In her statement, Hannah-Jones explicitly thanks the students at Carolina who fought to hold the Board of Trustees accountable, Carolina alumni who applied public pressure to the board, as well as the faculty at UNC’s School of Journalism and Media.
Faculty members like Deb Aikat, an associate professor at the journalism school and an elected member to UNC’s Faculty Executive Committee – which meets regularly to provide recommendations to campus leadership while representing the faculty voice.
“Today has been a bad day,” Aikat said on Tuesday. “It is a sad day. You know, like all of us, we looked forward to welcoming a great colleague and we felt that Nicole Hannah-Jones would have been a wonderful colleague to join, not only our faculty, but our campus community.”
After Hannah-Jones’ announced she accepted a position at Howard over UNC, Aikat said 17 faculty members of the UNC Hussman School of Journalism and Media released an open letter. The group called the university’s treatment of Hannah-Jones “racist” and said they do not blame her for choosing to teach elsewhere.
Aikat also expressed his dismay that UNC leadership remained silent for most of Tuesday – with a first statement from UNC Chancellor Kevin Guskiewicz not coming in until 4:30 p.m., more than eight hours after Hannah-Jones announced her decision.
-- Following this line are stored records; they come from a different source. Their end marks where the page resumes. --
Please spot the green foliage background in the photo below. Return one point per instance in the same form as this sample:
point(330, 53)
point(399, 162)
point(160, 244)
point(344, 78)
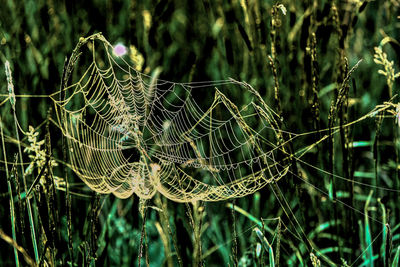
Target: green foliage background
point(214, 40)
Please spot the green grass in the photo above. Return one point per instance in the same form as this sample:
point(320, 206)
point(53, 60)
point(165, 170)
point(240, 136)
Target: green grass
point(332, 206)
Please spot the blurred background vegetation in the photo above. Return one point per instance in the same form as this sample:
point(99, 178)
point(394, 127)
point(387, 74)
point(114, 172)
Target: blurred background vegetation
point(304, 47)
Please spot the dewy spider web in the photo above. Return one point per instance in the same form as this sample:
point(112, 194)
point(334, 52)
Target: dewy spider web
point(128, 133)
point(131, 133)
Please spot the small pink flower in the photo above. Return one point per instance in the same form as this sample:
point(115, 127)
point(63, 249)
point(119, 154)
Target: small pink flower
point(120, 50)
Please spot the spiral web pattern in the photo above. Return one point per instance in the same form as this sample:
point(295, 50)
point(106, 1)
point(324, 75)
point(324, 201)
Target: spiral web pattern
point(131, 133)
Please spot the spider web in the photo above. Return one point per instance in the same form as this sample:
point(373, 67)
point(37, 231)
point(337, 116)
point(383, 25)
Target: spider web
point(130, 133)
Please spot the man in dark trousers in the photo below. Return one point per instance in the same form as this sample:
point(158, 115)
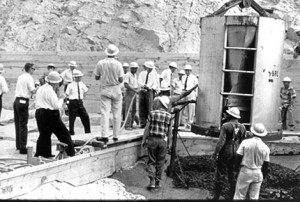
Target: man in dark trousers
point(24, 89)
point(231, 135)
point(76, 92)
point(48, 118)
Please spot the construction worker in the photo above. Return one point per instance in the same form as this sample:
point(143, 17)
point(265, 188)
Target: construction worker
point(76, 91)
point(155, 138)
point(177, 87)
point(48, 118)
point(51, 67)
point(125, 69)
point(231, 134)
point(287, 95)
point(189, 81)
point(24, 89)
point(110, 73)
point(3, 87)
point(131, 89)
point(148, 85)
point(166, 79)
point(253, 157)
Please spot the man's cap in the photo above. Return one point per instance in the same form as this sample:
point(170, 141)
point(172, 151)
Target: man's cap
point(77, 73)
point(164, 101)
point(125, 64)
point(287, 79)
point(181, 72)
point(53, 77)
point(149, 64)
point(111, 50)
point(187, 67)
point(134, 65)
point(259, 130)
point(72, 64)
point(1, 68)
point(234, 111)
point(173, 64)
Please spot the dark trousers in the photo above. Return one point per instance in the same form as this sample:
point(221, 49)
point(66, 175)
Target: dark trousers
point(75, 108)
point(48, 122)
point(157, 151)
point(128, 98)
point(225, 169)
point(145, 105)
point(21, 116)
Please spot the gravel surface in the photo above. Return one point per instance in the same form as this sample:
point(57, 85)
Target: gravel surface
point(198, 172)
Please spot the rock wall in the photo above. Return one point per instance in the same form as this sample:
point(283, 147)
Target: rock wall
point(134, 25)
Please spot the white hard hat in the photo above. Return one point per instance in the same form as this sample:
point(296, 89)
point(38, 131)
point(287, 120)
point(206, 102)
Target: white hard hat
point(125, 64)
point(164, 100)
point(287, 79)
point(111, 50)
point(53, 77)
point(77, 73)
point(72, 64)
point(173, 64)
point(1, 68)
point(149, 64)
point(259, 130)
point(134, 65)
point(234, 111)
point(187, 67)
point(181, 72)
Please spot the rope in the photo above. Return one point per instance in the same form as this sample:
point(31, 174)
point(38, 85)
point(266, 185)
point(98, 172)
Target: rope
point(127, 115)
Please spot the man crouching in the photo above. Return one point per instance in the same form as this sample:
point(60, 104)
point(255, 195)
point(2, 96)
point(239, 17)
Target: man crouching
point(156, 134)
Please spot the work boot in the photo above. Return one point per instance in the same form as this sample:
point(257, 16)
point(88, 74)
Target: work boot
point(151, 185)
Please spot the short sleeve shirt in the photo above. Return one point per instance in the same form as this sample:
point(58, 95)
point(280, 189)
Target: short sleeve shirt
point(254, 152)
point(109, 70)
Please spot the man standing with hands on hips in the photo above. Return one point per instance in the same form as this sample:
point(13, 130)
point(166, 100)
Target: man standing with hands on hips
point(24, 89)
point(110, 73)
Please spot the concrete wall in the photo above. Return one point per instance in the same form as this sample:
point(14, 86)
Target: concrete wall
point(14, 61)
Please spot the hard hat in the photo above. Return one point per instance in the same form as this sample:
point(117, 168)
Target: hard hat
point(164, 101)
point(149, 64)
point(181, 72)
point(53, 77)
point(287, 79)
point(1, 68)
point(259, 130)
point(111, 50)
point(234, 111)
point(72, 64)
point(173, 64)
point(187, 67)
point(77, 73)
point(125, 64)
point(134, 65)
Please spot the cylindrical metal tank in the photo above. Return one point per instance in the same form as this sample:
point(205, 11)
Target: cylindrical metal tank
point(240, 61)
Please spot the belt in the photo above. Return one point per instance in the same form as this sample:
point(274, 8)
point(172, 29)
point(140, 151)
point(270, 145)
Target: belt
point(22, 98)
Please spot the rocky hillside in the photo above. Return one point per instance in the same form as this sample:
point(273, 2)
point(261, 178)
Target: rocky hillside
point(134, 25)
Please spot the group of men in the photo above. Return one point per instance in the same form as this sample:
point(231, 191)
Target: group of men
point(157, 96)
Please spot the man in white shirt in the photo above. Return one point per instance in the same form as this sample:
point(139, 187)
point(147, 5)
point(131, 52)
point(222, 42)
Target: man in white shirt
point(110, 73)
point(3, 87)
point(76, 91)
point(148, 83)
point(131, 88)
point(166, 79)
point(189, 81)
point(253, 157)
point(177, 87)
point(48, 118)
point(24, 89)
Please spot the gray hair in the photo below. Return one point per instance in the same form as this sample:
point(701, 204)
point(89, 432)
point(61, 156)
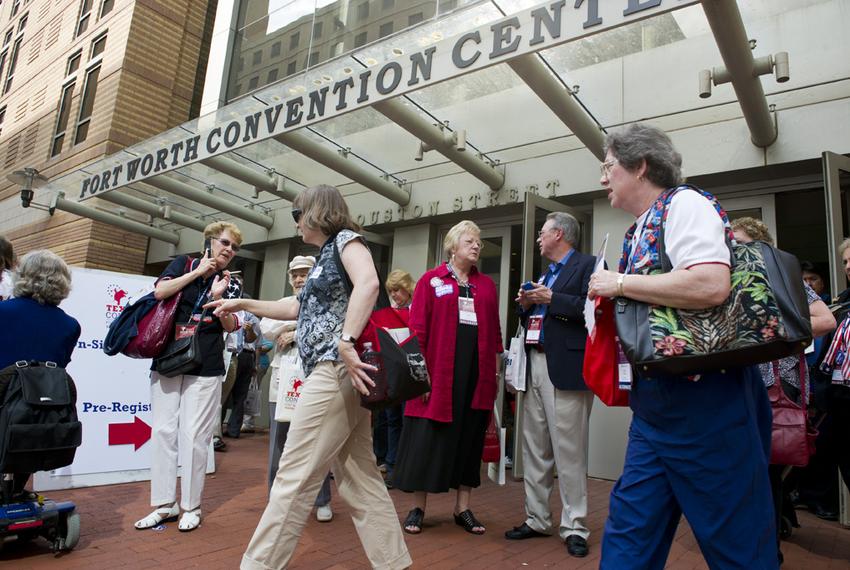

“We have no response or a statement or anything, no word from our UNC leaders,” Aikat said. “That’s disturbing. I mean, it gives a clear message that we really don’t care because when you are having problems on your campus, when the campus is raging, if you look the other way, what message does the Carolina community get? That our UNC leaders do not really care.”
Since reports emerged in May about the university’s Board of Trustees delaying Hannah-Jones’ tenure application for “political” reasons, several UNC leaders voiced their support for Hannah-Jones – including Dean of the Hussman School of Journalism and Media Susan King, UNC Student Body President Lamar Richards and Chair of the Faculty Governance Committee Mimi Chapman.
Chapman told Chapelboro the Hannah-Jones controversy has shed a light on the many flaws in how the university is governed by the Board of Trustees and Board of Governors.
“I think over and over again, whether it’s with Silent Sam, whether it’s with our reopening last fall or whether it’s with this current situation,” she said, “we just see the impact of that kind of overreach from those bodies and that the governance structure was designed in a particular way many years ago in 1971, and it has been changed as of 2018. And it is no longer working for this campus.”
While many UNC faculty members have shown their public support for Hannah-Jones over the past weeks, the Pulitzer Prize winning journalist said the lack of action from UNC leadership is ultimately what led her to refuse a position at her alma mater.
“Why would I want to teach at a university whose top leadership chose to remain silent,” wrote Hannah-Jones, “to refuse transparency, to fail to publicly advocate that I be treated like every other Knight Chair before me?”
Now, as part of her joining the Howard faculty, Hannah-Jones will help found the Center for Journalism and Democracy at the university – which is currently working to raise $25 million to prepare aspiring journalists to “cover the crisis of our democracy.”